Lama-lama!!! Ahh….” Keluh Yudha sambil mengintip keluar.
“Ya sabar dong Yud! Beginilah
nasib-nasib sekolah kita jauh yang harus naik angkutan berkali-kali dan jaraknya cukup jauh.” Kata Maia.
“Kalau bukan karena emak aku emoh!!”
“Lho kok bawa-bawa emak sih? Nyesel
kamu sekolah? Ha?” sahutku pada Yudha , yang Yudha sendiri sudah tak
mendengarkanku. Yudha berjalan ke arah pintu. DAN……….
“Ibuk-ibuk yok yok yok!! Siapa ngak
naik ketinggalan bis loh! Ini yang terakhir!” teriaknya bagai kondektur pada
umumnya. Tampak pantas rupanya. Yudha menjadi kondektur, yang mungkin juga
pakaiannya akan lebih lusuh dari 2 anak jalanan tadi. HAHAHA!!!!!!!!!

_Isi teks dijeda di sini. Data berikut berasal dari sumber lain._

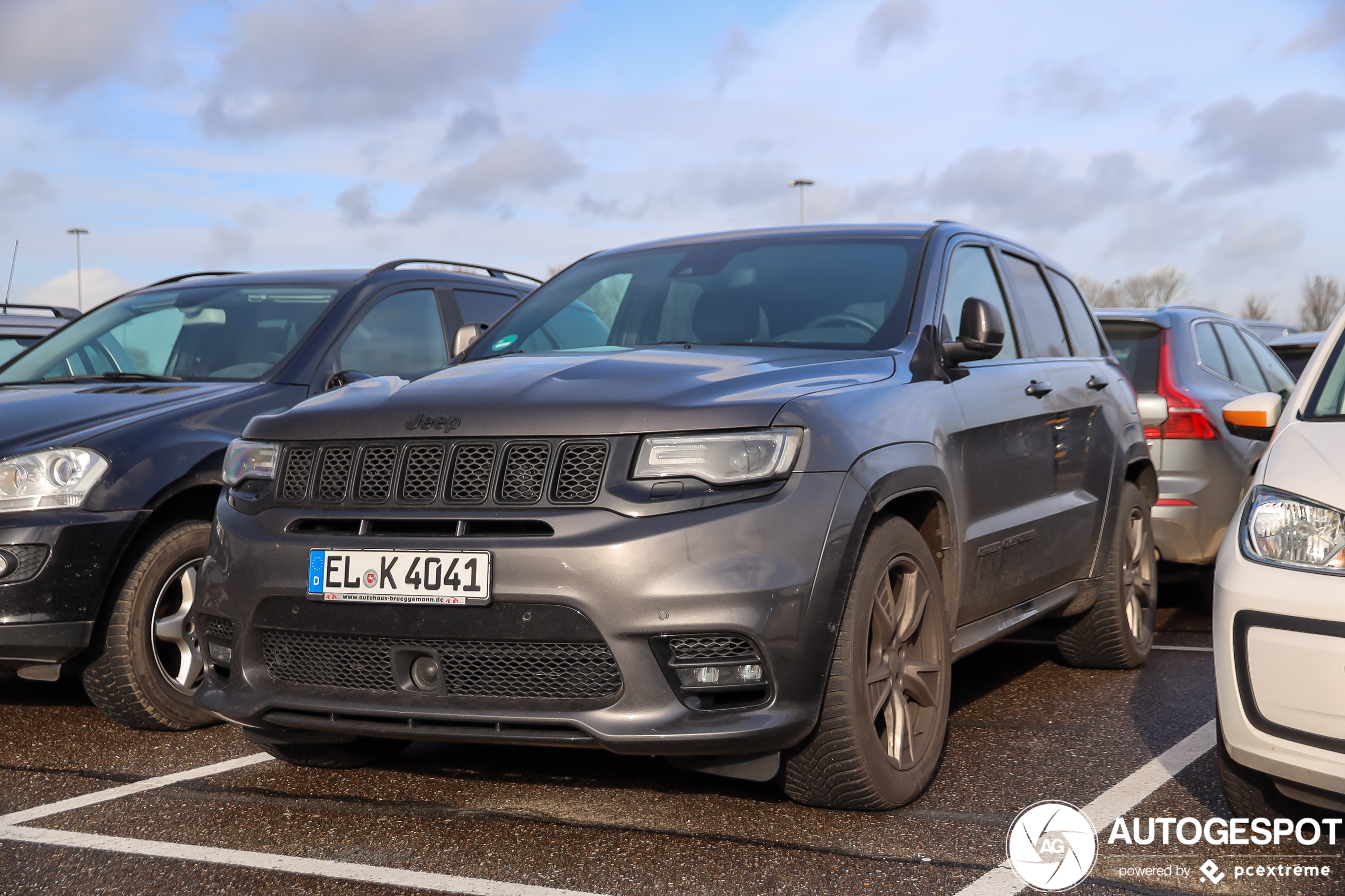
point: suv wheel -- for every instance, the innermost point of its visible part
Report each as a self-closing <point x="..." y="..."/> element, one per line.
<point x="885" y="712"/>
<point x="1118" y="632"/>
<point x="150" y="662"/>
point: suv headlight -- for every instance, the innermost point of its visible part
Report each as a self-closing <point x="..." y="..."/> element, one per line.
<point x="56" y="478"/>
<point x="720" y="458"/>
<point x="1290" y="531"/>
<point x="250" y="461"/>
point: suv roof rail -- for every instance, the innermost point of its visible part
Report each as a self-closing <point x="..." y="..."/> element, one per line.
<point x="494" y="271"/>
<point x="57" y="311"/>
<point x="200" y="273"/>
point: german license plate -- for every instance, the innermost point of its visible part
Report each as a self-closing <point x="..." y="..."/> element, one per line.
<point x="452" y="578"/>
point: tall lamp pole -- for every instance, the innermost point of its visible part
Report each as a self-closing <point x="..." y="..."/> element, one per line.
<point x="801" y="185"/>
<point x="78" y="233"/>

“Yudha! Apa-apaan sih kamu ini! Malu-maluin,
ngapain gelantungan disitu?” komentar
Maia risih pada Yudha.
“Eh. Lho? Aral, ngapain, mau ke mana? Mau
meniru jadi kondektur juga ya?” kesal Maia.
“Maaf aku tak se-edan Yudha! hahaha”
ku jawab Maia sembari mendekati Yudha dan melirik keluar. “Yud, itu kan anak
jalanan tadi ya? Kenapa mereka selalu ada di depan mata kita?”
“Oh ya! Hahaha! Lihat aja tuh
bajunya compang-camping. Jika mereka
hentakkan kakinya ke bumi…krincing…krincing!
Atau perlu aku duduk di sampingnya sambil berteriak TEE-SATEE, 500
TUSUK? 1000 TUSUK? Akankah aku dikira tukang sate? Krincing…krincing!” celoteh Yudha.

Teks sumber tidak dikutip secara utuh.